Prompt #7, April 18, 2024

Where is it hidden?

Prompt #6, April 11, 2024

Take a look at this list of Speculative Fiction Tropes. Pick two at random. Combine them and make them drag.

Prompt #5, April 4, 2024

Tell me a drag fairy tale.

Prompt #4, March 28, 2024

Think about your drag community. What do they need to be told?

Prompt #3, March 21, 2024

In drag, we alter more than just the clothes each gender is expected by society to wear. Think about one of those things. Now, imagine the world where what we change is the case and has always been the case. What is that world like? Write a story in that world.

Prompt #2, March 14, 2024

Step 1: Select an historical event. I know history books tend to be about battles, but there are plenty of other times when history was made by people coming together with a common goal or when outside tragedy struck and people responded without going to war. Pick an event that appeals to you, but ideally one that’s not one that everyone already knows everything about. Then research it. How did it really go down? What was the psychology of the key players, and how did that affect what they did?

Step 2: Replace at least one of the major players with a drag character.

Step 3: Change the setting to a secondary world (science fiction or fantasy), where the rules are a little different than they were in the real world.
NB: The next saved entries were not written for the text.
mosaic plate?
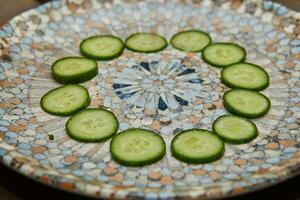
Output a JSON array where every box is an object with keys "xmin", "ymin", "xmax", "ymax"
[{"xmin": 0, "ymin": 0, "xmax": 300, "ymax": 199}]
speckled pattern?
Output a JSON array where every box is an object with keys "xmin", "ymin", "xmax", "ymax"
[{"xmin": 0, "ymin": 0, "xmax": 299, "ymax": 199}]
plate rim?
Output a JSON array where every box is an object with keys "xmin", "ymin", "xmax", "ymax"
[{"xmin": 0, "ymin": 0, "xmax": 300, "ymax": 199}]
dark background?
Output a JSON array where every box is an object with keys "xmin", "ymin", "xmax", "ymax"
[{"xmin": 0, "ymin": 0, "xmax": 300, "ymax": 199}]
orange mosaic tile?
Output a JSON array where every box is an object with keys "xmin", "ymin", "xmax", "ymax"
[
  {"xmin": 266, "ymin": 142, "xmax": 279, "ymax": 149},
  {"xmin": 110, "ymin": 173, "xmax": 124, "ymax": 182},
  {"xmin": 64, "ymin": 155, "xmax": 77, "ymax": 163},
  {"xmin": 148, "ymin": 172, "xmax": 161, "ymax": 180},
  {"xmin": 234, "ymin": 159, "xmax": 247, "ymax": 166},
  {"xmin": 279, "ymin": 140, "xmax": 297, "ymax": 147},
  {"xmin": 160, "ymin": 176, "xmax": 174, "ymax": 185},
  {"xmin": 103, "ymin": 166, "xmax": 118, "ymax": 176},
  {"xmin": 8, "ymin": 125, "xmax": 26, "ymax": 132},
  {"xmin": 31, "ymin": 146, "xmax": 47, "ymax": 154},
  {"xmin": 193, "ymin": 169, "xmax": 207, "ymax": 176}
]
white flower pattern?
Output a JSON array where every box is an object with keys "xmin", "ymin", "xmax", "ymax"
[{"xmin": 112, "ymin": 57, "xmax": 204, "ymax": 113}]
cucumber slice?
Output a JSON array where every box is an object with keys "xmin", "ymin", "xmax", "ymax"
[
  {"xmin": 40, "ymin": 84, "xmax": 90, "ymax": 116},
  {"xmin": 110, "ymin": 128, "xmax": 166, "ymax": 166},
  {"xmin": 170, "ymin": 30, "xmax": 211, "ymax": 52},
  {"xmin": 221, "ymin": 63, "xmax": 269, "ymax": 91},
  {"xmin": 125, "ymin": 33, "xmax": 168, "ymax": 53},
  {"xmin": 66, "ymin": 109, "xmax": 119, "ymax": 142},
  {"xmin": 80, "ymin": 35, "xmax": 124, "ymax": 60},
  {"xmin": 202, "ymin": 43, "xmax": 246, "ymax": 67},
  {"xmin": 223, "ymin": 89, "xmax": 271, "ymax": 118},
  {"xmin": 212, "ymin": 115, "xmax": 258, "ymax": 144},
  {"xmin": 171, "ymin": 129, "xmax": 224, "ymax": 164},
  {"xmin": 52, "ymin": 57, "xmax": 98, "ymax": 84}
]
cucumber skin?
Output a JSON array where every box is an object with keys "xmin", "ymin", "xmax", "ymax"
[
  {"xmin": 221, "ymin": 63, "xmax": 269, "ymax": 91},
  {"xmin": 202, "ymin": 42, "xmax": 247, "ymax": 68},
  {"xmin": 66, "ymin": 108, "xmax": 119, "ymax": 143},
  {"xmin": 110, "ymin": 128, "xmax": 166, "ymax": 167},
  {"xmin": 223, "ymin": 89, "xmax": 271, "ymax": 119},
  {"xmin": 80, "ymin": 35, "xmax": 125, "ymax": 60},
  {"xmin": 212, "ymin": 115, "xmax": 258, "ymax": 144},
  {"xmin": 171, "ymin": 129, "xmax": 225, "ymax": 164},
  {"xmin": 40, "ymin": 84, "xmax": 91, "ymax": 116},
  {"xmin": 125, "ymin": 33, "xmax": 168, "ymax": 53},
  {"xmin": 52, "ymin": 57, "xmax": 98, "ymax": 84},
  {"xmin": 170, "ymin": 30, "xmax": 212, "ymax": 52}
]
Step 4: Now, write that historical event, but how it plays out with those changes.

Prompt #1, March 7, 2024

Step 1: Read three stories published this month. For best results, take them from three different publications. For optimum results, use the ones that readers are gushing about.

Step 2: Find one thing that all three of them have in common. Make it something about the story itself, not, like, “they all sold to e-zines.”

Step 3: Take that one thing and ask yourself, “How would this be different if it were in drag?”

Step 4: Flesh out the consequences of that change until you’ve got a good short story structure (you know the one: three complications, a climax, and a resolution).

Step 5: Write it and see what you get.